We're bombarded by messages telling us that bigger and better things are the keys to happiness—but after we pile up the stuff and pile on the work hours, we end up exhausted and broke on a planet full of trash. Sarah van Gelder and her colleagues at YES! Magazine have been exploring the meaning of real happiness for eighteen years. Here they offer fascinating research, in-depth essays, and compelling personal stories by visionaries such as Annie Leonard, Matthieu Ricard, and Vandana Shiva, showing us that real well-being is found in supportive relationships and thriving communities, opportunities to make a contribution, and the renewal we receive from a thriving natural world. In the pages of this book, you'll find creative and practical ways to cultivate a happiness that is nurturing, enduring, and life affirming.

Product Details

ISBN-13: 9781626563315
Publisher: Berrett-Koehler Publishers
Publication date: 01/01/2015
Sold by: Barnes & Noble
Format: eBook
Pages: 168
File size: 4 MB

About the Author

Sarah van Gelder is the cofounder and editor in chief of YES! Magazine and YesMagazine.org, both dedicated to building a more just, sustainable, and compassionate world.

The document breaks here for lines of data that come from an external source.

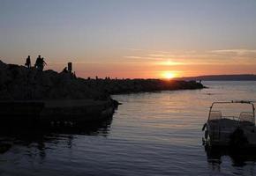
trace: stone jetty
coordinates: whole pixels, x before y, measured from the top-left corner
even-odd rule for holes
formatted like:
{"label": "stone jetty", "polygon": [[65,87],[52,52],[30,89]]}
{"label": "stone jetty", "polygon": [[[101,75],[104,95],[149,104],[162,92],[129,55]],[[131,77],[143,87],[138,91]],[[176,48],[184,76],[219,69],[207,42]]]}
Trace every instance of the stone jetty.
{"label": "stone jetty", "polygon": [[84,79],[0,61],[0,116],[7,121],[74,122],[112,116],[112,94],[202,89],[195,81]]}

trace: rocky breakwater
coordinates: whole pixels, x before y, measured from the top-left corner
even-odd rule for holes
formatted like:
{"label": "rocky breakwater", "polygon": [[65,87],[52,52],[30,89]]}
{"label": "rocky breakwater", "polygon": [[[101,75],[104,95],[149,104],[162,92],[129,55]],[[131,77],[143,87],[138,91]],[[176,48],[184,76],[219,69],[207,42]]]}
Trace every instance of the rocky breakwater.
{"label": "rocky breakwater", "polygon": [[152,92],[159,91],[193,90],[206,88],[196,81],[162,79],[89,79],[87,85],[94,89],[101,87],[109,94]]}
{"label": "rocky breakwater", "polygon": [[0,118],[4,122],[73,123],[111,117],[117,101],[71,73],[40,71],[0,61]]}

Sarah frequently speaks and is interviewed on radio and television on leading-edge innovations that show that not only is another world possible, it is being created.

Read an Excerpt

Sustainable Happiness

Live Simply, Live Well, Make a Difference


By Sarah van Gelder

Berrett-Koehler Publishers, Inc.

Copyright © 2014 YES! Magazine
All rights reserved.
ISBN: 978-1-62656-331-5



CHAPTER 1

The Movement to Live Simply Is Older Than You Think

Roman Krznaric


When Pope Francis first assumed office, he shocked his minders by turning his back on a luxury Vatican palace and opting instead to live in a small guest house. He has also become known for taking the bus rather than riding in the papal limousine.

Simple living is not about abandoning luxury, but discovering it in new places.

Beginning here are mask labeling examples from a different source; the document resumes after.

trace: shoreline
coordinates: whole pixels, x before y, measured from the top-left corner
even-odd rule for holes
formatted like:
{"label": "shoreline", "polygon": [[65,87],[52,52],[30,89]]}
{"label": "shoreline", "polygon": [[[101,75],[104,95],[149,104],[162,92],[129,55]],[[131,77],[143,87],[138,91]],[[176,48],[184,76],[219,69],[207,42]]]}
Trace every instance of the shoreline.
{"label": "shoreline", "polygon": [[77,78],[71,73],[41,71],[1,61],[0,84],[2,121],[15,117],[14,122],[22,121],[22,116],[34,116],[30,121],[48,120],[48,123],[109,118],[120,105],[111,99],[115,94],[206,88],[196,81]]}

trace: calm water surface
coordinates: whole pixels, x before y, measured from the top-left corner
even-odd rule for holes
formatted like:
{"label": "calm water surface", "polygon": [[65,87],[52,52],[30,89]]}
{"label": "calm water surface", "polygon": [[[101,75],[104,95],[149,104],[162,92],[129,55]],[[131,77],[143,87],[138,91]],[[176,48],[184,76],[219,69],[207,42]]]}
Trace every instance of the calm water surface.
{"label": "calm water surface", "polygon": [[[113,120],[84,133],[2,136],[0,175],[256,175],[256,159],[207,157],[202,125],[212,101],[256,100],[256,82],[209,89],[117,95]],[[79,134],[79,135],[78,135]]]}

The Argentinian pontiff is not alone in seeing the virtues of a simpler, less materialistic approach to the art of living. In fact, simple living is undergoing a contemporary revival—in part due to the ongoing recession forcing so many families to tighten their belts; but also because working hours are on the rise and job dissatisfaction has hit record levels, prompting a search for less cluttered, less stressful, and more time-abundant living.

At the same time, an avalanche of studies, including ones by Nobel Prize-winning psychologist Daniel Kahneman, have shown that as our income and consumption rise, our levels of happiness don't keep pace. Buying expensive new clothes or a fancy car might give us a short-term pleasure boost. But this doesn't add much to most people's happiness in the long term. It's no wonder there are so many people searching for new kinds of personal fulfillment that don't involve a trip to the shopping mall or online retailers.

Many people don't realize that simple living is a tradition that dates back almost 3,000 years, and has emerged as a philosophy of life in almost every civilization.

What might we learn from history's great masters of simple living as we rethink our lives today?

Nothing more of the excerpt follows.